[Pacemaker] Problem : By colocations limitation, the resource appointment of the combination does not become effective.
renayama19661014 at ybb.ne.jp
renayama19661014 at ybb.ne.jp
Thu Mar 4 19:42:53 EST 2010
Hi All,
We test complicated colocation appointment.
We did resource appointment to start by limitation of colocation together.

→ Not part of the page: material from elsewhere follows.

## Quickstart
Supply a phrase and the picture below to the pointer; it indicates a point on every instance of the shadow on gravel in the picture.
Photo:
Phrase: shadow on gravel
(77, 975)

But, the resource that set limitation starts when the resource that we appointed does not start in a
certain procedure.
We did the following appointment.
<rsc_colocation id="rsc_colocation01-1" rsc="UMgroup01" with-rsc="clnPingd" score="1000"/>
When clnPingd did not start, we met with the phenomenon that UMgroup01 started.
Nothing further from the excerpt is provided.